If they didn't known any better, they might have thought that Joe and Kurt had been waiting for them. And if being stalked by a pair of mildly-talented (to put it generously) musicians wasn't bad enough, the duo had now removed all of their clothes.

Standing with their backsides to the building, Joe and Kurt held guitars over their naughty bits, wearing nothing but giant, shit-eating grins. A few other people had gathered to watch. Kurt began strumming and after an appropriate dramatic buildup, Joe started to sing.
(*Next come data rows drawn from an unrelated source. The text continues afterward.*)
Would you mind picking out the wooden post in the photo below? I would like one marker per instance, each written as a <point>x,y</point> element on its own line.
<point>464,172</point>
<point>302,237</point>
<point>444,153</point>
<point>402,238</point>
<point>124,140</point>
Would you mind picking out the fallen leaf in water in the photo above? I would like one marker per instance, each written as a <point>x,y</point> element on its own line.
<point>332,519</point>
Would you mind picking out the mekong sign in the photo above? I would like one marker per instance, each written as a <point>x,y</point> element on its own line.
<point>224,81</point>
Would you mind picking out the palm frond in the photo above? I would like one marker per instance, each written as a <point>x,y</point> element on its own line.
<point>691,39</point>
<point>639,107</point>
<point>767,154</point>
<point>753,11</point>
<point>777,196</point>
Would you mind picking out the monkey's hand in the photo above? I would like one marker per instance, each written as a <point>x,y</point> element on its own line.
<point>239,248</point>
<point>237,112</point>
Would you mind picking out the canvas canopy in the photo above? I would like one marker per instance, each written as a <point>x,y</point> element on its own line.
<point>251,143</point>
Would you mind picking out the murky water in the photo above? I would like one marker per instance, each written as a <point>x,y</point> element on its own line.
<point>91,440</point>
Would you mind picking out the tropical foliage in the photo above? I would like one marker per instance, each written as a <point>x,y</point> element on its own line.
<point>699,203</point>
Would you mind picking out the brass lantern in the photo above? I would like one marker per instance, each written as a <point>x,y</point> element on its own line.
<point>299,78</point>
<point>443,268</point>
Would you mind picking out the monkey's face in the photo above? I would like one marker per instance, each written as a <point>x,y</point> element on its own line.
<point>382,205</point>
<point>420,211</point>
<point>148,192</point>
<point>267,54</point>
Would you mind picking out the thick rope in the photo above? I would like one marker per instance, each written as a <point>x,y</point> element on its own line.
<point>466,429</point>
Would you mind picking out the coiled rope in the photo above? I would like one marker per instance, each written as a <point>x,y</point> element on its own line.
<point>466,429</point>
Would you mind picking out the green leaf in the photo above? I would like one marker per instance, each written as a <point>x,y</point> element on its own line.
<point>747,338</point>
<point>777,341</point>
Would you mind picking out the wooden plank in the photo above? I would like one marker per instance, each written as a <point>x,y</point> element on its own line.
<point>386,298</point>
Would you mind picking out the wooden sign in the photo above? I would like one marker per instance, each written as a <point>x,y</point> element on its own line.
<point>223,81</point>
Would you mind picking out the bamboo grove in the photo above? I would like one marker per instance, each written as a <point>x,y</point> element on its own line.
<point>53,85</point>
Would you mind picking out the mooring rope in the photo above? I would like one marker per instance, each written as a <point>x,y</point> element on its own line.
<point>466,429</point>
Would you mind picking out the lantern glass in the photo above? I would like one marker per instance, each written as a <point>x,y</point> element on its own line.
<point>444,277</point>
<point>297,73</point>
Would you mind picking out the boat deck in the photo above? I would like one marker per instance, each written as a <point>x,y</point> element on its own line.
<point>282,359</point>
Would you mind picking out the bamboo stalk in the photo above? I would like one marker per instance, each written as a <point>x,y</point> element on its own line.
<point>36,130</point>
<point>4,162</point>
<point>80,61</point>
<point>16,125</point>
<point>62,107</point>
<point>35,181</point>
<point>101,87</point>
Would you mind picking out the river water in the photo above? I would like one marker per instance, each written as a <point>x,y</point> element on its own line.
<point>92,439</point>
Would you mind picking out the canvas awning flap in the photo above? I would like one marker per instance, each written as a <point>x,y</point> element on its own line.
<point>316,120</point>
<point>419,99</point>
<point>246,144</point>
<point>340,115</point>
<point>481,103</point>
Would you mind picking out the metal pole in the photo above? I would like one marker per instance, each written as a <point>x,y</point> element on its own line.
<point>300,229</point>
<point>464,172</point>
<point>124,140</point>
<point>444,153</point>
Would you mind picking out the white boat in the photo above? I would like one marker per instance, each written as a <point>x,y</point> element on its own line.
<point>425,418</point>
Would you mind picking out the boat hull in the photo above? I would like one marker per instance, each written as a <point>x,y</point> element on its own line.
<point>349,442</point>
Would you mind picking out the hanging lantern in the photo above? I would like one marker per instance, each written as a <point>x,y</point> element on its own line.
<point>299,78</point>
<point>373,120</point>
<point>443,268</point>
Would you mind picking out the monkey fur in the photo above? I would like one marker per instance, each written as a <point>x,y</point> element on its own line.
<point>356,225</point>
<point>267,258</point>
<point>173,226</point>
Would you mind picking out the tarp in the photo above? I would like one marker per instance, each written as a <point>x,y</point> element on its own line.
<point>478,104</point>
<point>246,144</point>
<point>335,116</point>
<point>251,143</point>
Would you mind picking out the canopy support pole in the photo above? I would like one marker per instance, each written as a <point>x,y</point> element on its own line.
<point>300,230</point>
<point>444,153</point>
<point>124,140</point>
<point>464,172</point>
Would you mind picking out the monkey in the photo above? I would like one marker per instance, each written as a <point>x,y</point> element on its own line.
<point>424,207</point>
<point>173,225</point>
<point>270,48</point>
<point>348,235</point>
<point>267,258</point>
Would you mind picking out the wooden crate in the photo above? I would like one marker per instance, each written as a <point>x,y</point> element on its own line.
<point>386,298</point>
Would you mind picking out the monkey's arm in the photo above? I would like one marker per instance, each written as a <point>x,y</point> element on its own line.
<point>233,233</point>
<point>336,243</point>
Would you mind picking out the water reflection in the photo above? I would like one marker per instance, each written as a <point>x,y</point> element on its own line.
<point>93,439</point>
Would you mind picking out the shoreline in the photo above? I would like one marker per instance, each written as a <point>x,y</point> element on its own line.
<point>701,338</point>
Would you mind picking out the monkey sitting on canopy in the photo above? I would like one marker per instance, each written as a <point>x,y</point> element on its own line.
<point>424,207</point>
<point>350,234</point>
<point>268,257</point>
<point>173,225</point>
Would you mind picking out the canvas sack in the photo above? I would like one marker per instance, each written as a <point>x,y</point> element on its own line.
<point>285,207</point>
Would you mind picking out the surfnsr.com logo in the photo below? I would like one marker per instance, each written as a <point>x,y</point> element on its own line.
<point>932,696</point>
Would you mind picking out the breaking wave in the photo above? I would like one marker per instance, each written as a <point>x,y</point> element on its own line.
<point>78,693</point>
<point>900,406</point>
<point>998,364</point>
"This is gonna sound really strange,

but it's a story that has to be told.

I'm not wearing clothes today;

I am naked in ev—er—eee way.

And I'm not talking emotionally

I am naked . . . lit—er—all—eeee!"

Kurt picked up the chorus, crooning out the lyrics way better than he had any right to.

"Well he's not wearing clothes today;

he is naked in ev—er—eee way.

Holy God, how big is that thing?

He ought to have it on a leash or something."

Joe continued with the next verse.

"You're probably wondering why I'm naked.

Which isn't really weird at all

Cause, how many times have you seen me naked?

How many times have you seen my balls?

Not very often, as I recall.

So why are you . . . seeing them at all?"

Kurt came in again with the chorus, this time meeting the gaze of the couple with wide, wild eyes.

"Why are you staring at his balls?

We don't really know at alls!

But we like to sing about balls.

Ballsy-balls, ballsy ballsy balls!"

Another person had joined the audience as Kurt busted out a solo jam. Staying true to his inherent talents, Joe never actually plucked or strummed at the guitar covering his nether bits, although he did gesture and gyrate emphatically as Kurt riffed. When Kurt finished the legitimately interesting part of their song, Joe got back to belting.

"Hey guess what? I am still naked.

Naked as the day I was born.

I'm sure you're tired of hearing bout my balls,

and how big they actually are.

So I'm gonna end this song;

I'm gonna end it righ—hight . . . now."

The music stopped abruptly and Kurt flipped a hat forward to collect tips. The small audience took a collective step back from the nude man's innocent advance before quickly dispersing.

"Put some clothes on, assholes."

"You guys suck," another anonymous coward mumbled just loud enough to be heard.

"Jackass!" Joe spat in retort. He backhanded Kurt's shoulder. "These people have no appreciation for art, man."